Qual è l’aspetto della vita di Pepè che più l’ha affascinata?
«Pepé, professionalmente parlando, è riuscito a mettere insieme un patrimonio fotografico assoluto con migliaia di foto (e non così per dire, lo è realmente), che dagli anni ’60 immortalano personaggi celebri di storie scandalistiche, della tv, sport, spettacolo e non solo, con foto vendute a rotocalchi famosi italiani e del mondo. Ha esteso il suo raggio d’azione da Torino sino a tutta Italia e nel mondo. Si parte dal capoluogo piemontese, con la sua prima macchina fotografica a rullino Rolley, con cui seppe creare delle magie con i suoi scatti. Proprio a Torino, per rimanere in Piemonte, divenne amico del simpatico conduttore eclettico e torinese purosangue Piero Chiam­bret­ti, ma anche dell’avvocato Agnelli e Maria Teresa Ruta ad esempio. Lanciò sempre qui una Simona Ventura di inizio carriera e allacciò rapporti con due grandi compiante figure: Lucio Battisti e Paolo Rossi quando militava alla Juventus. Poi sempre a Torino, Pepé aprì anche un locale dal nome “Il Paparazzo” dove ospitò tanti pezzi da novanta della musica e non solo. Al Festival di Sanremo, per oltre 60 anni di carriera da fotografo, strinse amicizie con Pippo Baudo, Iva Zanicchi, Gianni Morandi, Massimo Ranieri, Caterina Caselli e tanti altri. Fu il fotografo ufficiale e amico di Claudio Villa».

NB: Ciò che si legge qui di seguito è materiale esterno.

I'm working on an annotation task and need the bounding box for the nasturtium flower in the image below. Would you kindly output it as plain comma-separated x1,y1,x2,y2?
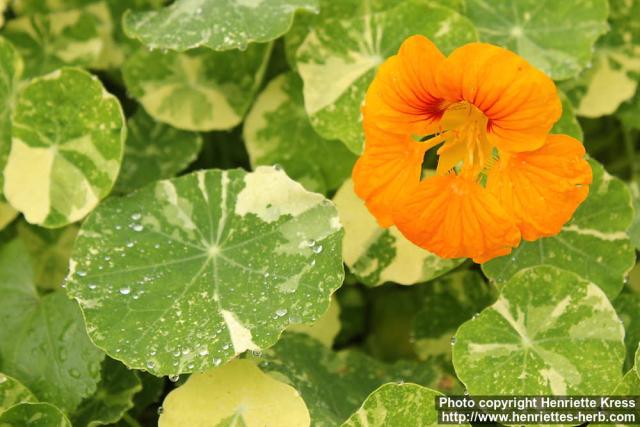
353,36,592,263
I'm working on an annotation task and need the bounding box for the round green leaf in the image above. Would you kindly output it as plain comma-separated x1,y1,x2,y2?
259,333,448,427
114,109,202,193
0,37,24,204
0,402,72,427
613,288,640,370
244,72,356,193
0,373,38,413
4,68,126,228
342,384,458,427
0,239,104,412
333,179,464,286
3,9,104,77
482,161,636,299
453,266,625,395
296,0,476,154
562,0,640,117
68,167,344,375
412,270,497,365
123,0,318,51
71,358,142,427
17,221,79,289
122,44,271,131
284,0,398,69
465,0,609,80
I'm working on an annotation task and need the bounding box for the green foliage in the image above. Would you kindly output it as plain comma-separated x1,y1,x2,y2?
0,0,640,427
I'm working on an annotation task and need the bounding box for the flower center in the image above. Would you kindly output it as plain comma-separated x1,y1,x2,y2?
424,101,493,180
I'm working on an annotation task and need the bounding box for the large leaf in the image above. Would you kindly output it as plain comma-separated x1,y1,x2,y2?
244,72,356,193
123,44,271,131
333,179,464,286
613,287,640,370
3,9,104,77
255,333,450,426
123,0,318,51
0,402,71,427
114,109,202,193
4,68,126,228
71,357,142,427
16,221,79,289
412,271,497,365
296,0,476,153
159,359,310,427
0,373,38,413
562,0,640,117
453,266,625,395
342,384,456,427
284,0,398,69
482,161,635,299
465,0,608,80
0,37,24,204
68,167,343,375
0,239,104,411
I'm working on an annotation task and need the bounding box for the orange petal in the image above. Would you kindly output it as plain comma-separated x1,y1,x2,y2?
487,135,592,240
393,174,520,263
353,125,425,227
362,36,444,136
437,43,562,152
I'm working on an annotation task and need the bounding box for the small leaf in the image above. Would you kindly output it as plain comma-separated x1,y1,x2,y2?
482,161,636,299
453,266,625,395
67,167,343,375
296,0,476,154
0,373,38,413
3,9,104,77
0,239,104,412
123,44,271,131
114,109,202,193
17,221,79,289
259,333,450,427
243,72,356,194
4,68,126,228
0,402,72,427
123,0,318,51
71,358,142,427
342,384,458,427
159,359,310,427
333,179,464,286
465,0,609,80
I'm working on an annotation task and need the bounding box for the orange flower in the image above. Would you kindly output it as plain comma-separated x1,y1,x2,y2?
353,36,591,262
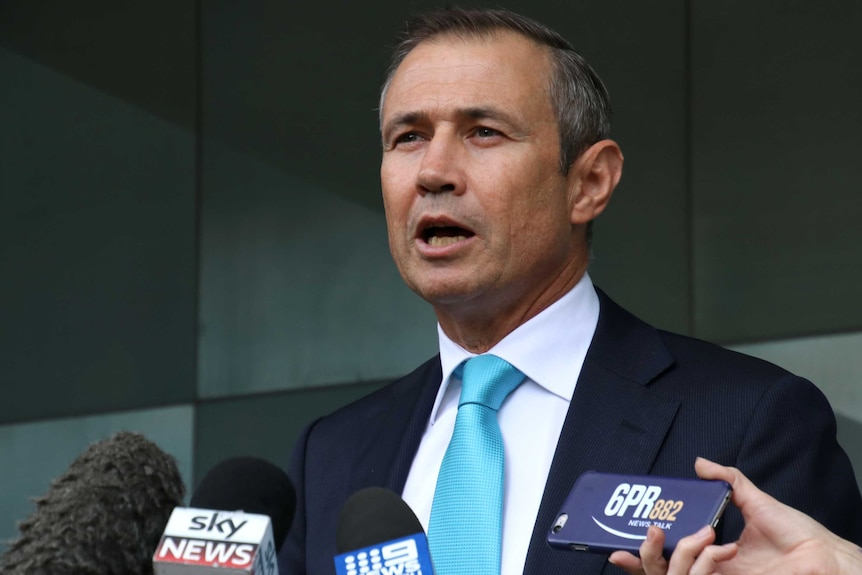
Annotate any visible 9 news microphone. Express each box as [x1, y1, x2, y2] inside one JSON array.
[[153, 457, 296, 575], [0, 432, 185, 575], [335, 487, 434, 575]]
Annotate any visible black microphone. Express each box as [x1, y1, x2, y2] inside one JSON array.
[[335, 487, 434, 575], [153, 457, 296, 575], [0, 432, 185, 575]]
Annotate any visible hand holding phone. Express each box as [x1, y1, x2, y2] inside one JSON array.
[[548, 471, 731, 557]]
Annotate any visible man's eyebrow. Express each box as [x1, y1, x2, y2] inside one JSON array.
[[381, 112, 428, 139], [381, 106, 520, 141], [458, 106, 514, 124]]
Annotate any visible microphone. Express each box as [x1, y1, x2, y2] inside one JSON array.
[[335, 487, 434, 575], [152, 457, 296, 575], [0, 431, 185, 575]]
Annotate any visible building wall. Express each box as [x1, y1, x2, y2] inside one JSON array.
[[0, 0, 862, 539]]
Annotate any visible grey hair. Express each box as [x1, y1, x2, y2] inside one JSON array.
[[380, 8, 611, 174]]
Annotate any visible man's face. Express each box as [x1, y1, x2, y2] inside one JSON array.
[[380, 32, 583, 315]]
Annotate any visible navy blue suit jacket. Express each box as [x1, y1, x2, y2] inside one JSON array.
[[279, 292, 862, 575]]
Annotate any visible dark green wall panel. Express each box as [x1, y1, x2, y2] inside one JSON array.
[[194, 382, 386, 485], [692, 0, 862, 341]]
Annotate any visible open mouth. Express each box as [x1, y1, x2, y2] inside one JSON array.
[[422, 226, 473, 248]]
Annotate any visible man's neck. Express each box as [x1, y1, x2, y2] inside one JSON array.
[[434, 265, 586, 354]]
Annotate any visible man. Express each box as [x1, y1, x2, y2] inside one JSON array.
[[610, 458, 862, 575], [280, 6, 862, 575]]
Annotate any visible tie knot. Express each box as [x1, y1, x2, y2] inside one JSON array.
[[458, 355, 525, 411]]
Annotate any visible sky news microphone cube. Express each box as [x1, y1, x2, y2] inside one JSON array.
[[153, 507, 278, 575]]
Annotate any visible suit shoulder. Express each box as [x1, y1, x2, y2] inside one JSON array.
[[656, 330, 793, 380], [308, 356, 442, 436]]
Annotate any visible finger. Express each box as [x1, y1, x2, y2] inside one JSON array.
[[694, 457, 774, 515], [640, 525, 667, 575], [667, 525, 715, 575], [608, 551, 646, 575], [688, 543, 739, 575]]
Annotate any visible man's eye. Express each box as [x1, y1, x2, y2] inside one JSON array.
[[394, 132, 422, 144], [476, 128, 500, 138]]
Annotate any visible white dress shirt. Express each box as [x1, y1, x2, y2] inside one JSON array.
[[402, 274, 599, 575]]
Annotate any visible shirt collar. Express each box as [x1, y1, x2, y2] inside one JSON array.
[[430, 273, 599, 425]]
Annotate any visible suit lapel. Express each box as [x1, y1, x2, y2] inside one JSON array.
[[524, 290, 679, 575], [348, 356, 443, 494]]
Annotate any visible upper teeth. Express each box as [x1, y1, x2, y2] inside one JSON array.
[[428, 236, 467, 247]]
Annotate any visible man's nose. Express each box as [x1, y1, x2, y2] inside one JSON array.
[[417, 134, 464, 194]]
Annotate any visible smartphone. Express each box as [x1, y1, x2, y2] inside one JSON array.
[[548, 471, 732, 557]]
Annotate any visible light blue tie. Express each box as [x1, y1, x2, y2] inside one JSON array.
[[428, 355, 524, 575]]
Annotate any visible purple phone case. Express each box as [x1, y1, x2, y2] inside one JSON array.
[[548, 471, 731, 556]]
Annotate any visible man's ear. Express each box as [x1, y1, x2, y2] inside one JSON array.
[[567, 140, 623, 224]]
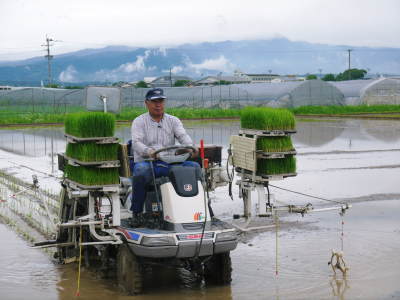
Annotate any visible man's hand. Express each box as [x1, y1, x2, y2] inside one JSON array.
[[175, 147, 199, 158], [147, 148, 157, 158]]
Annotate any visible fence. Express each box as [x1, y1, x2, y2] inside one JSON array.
[[0, 86, 265, 117]]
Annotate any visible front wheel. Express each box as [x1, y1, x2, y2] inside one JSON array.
[[204, 252, 232, 285], [117, 244, 143, 295]]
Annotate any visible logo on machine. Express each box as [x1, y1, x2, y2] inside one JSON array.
[[183, 183, 193, 192], [193, 212, 204, 221]]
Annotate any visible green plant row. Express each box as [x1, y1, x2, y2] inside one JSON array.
[[290, 104, 400, 115], [66, 142, 118, 162], [257, 155, 296, 175], [240, 106, 296, 130], [65, 165, 119, 185], [64, 112, 115, 138], [0, 105, 400, 124], [257, 136, 293, 152]]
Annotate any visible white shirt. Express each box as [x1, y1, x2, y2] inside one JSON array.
[[131, 112, 193, 162]]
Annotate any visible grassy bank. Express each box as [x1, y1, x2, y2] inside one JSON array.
[[0, 105, 400, 125], [290, 105, 400, 116]]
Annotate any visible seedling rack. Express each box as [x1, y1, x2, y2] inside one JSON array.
[[230, 128, 297, 226]]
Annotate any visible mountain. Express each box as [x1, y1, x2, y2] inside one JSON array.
[[0, 38, 400, 85]]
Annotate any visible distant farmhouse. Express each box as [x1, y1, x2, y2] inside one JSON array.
[[193, 76, 251, 86], [234, 70, 305, 83], [150, 75, 193, 87]]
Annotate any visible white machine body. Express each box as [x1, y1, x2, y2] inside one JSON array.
[[160, 181, 211, 223]]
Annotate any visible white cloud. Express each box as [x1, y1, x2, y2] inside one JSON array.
[[161, 66, 184, 74], [158, 47, 167, 56], [58, 65, 78, 82], [187, 55, 235, 72], [119, 50, 151, 73]]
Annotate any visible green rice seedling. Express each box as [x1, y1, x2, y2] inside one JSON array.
[[64, 112, 115, 138], [257, 155, 296, 175], [240, 106, 296, 131], [257, 136, 293, 152], [66, 142, 118, 162], [66, 165, 119, 185]]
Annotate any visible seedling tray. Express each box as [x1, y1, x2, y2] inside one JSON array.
[[235, 167, 297, 182], [256, 150, 297, 159], [239, 128, 296, 137], [64, 133, 119, 144], [64, 178, 119, 192], [60, 154, 120, 168]]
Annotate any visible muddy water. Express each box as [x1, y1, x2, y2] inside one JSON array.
[[0, 120, 400, 299], [0, 223, 60, 300]]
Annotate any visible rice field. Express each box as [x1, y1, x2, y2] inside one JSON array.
[[0, 105, 400, 125], [240, 106, 296, 131]]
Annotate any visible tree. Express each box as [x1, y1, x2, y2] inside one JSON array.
[[174, 79, 190, 86], [216, 80, 232, 85], [322, 73, 335, 81], [136, 80, 148, 88], [44, 83, 60, 89], [336, 69, 367, 81]]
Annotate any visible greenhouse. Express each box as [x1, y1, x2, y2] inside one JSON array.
[[360, 78, 400, 105], [329, 79, 375, 105], [0, 78, 400, 113]]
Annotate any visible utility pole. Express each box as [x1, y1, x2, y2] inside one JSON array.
[[347, 49, 353, 80], [42, 35, 56, 85]]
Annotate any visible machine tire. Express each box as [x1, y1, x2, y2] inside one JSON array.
[[117, 244, 143, 295], [204, 252, 232, 285]]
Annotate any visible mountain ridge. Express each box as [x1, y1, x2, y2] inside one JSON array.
[[0, 37, 400, 85]]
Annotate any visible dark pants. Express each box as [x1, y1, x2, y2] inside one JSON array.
[[131, 160, 200, 213]]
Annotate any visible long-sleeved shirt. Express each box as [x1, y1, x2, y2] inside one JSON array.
[[131, 112, 193, 162]]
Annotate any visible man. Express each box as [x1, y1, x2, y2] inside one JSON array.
[[131, 88, 200, 226]]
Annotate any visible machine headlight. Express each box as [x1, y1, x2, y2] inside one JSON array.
[[215, 231, 236, 242], [141, 236, 175, 247]]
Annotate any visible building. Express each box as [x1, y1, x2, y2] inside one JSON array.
[[150, 75, 193, 87], [193, 76, 250, 86]]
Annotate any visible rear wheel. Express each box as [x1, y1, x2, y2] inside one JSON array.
[[117, 244, 143, 295], [204, 252, 232, 285]]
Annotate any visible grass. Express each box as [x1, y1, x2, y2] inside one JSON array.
[[240, 106, 296, 130], [66, 142, 118, 162], [65, 165, 119, 185], [257, 155, 296, 175], [290, 104, 400, 115], [64, 112, 115, 138], [0, 103, 400, 125], [257, 136, 293, 152], [65, 112, 119, 185]]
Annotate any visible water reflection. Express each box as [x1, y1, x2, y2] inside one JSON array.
[[0, 119, 400, 157], [57, 264, 232, 300], [361, 120, 400, 143], [293, 120, 346, 147], [329, 276, 349, 300]]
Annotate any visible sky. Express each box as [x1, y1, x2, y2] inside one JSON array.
[[0, 0, 400, 61]]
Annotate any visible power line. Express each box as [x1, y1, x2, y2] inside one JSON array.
[[347, 49, 353, 80], [42, 34, 59, 85]]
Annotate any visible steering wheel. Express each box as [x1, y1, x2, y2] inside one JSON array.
[[154, 145, 197, 164]]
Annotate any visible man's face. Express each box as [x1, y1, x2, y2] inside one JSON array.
[[145, 99, 165, 118]]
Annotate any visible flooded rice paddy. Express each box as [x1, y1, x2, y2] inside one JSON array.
[[0, 119, 400, 299]]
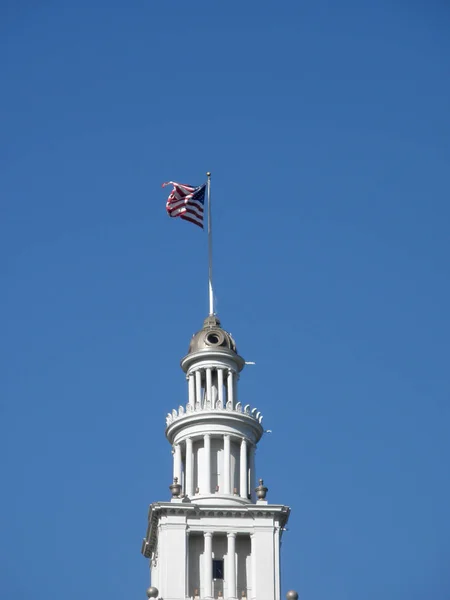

La foto da lui scattata a cui lei è più affezionato?
«Ce ne sono davvero tante che hanno scritto momenti epocali, le prime nella Torino del boom economico sino ai giorni nostri. Forse l’immagine che preferisco è la foto in borghese di Maradona e Platini, esclusiva, scattata nel maggio del 1984 (vittoria per 2-0 della Juve), tra l’altro anche nel mese e nell’anno in cui sono nato, al vecchio Comunale. Una riproduzione di quella foto ce l’ho appesa e incorniciata in casa mia».

Cosa le ha lasciato il fatto di aver scritto un’opera dedicata a lui?
«Il libro, oltre ovviamente alla sua lunga storia, è il giusto tributo alla carriera e sono orgoglioso di essere stato io a scriverlo. Rivela tante verità su soggetti famosi che ho sentito al telefono per raccontare Pepé (da Baudo a Morandi, passando per Chiambretti, Zanicchi, Urbano Cairo e non solo), è stato un vero onore. Per scoprire cosa mi hanno detto non vi resta che acquistare il libro, presto in uscita».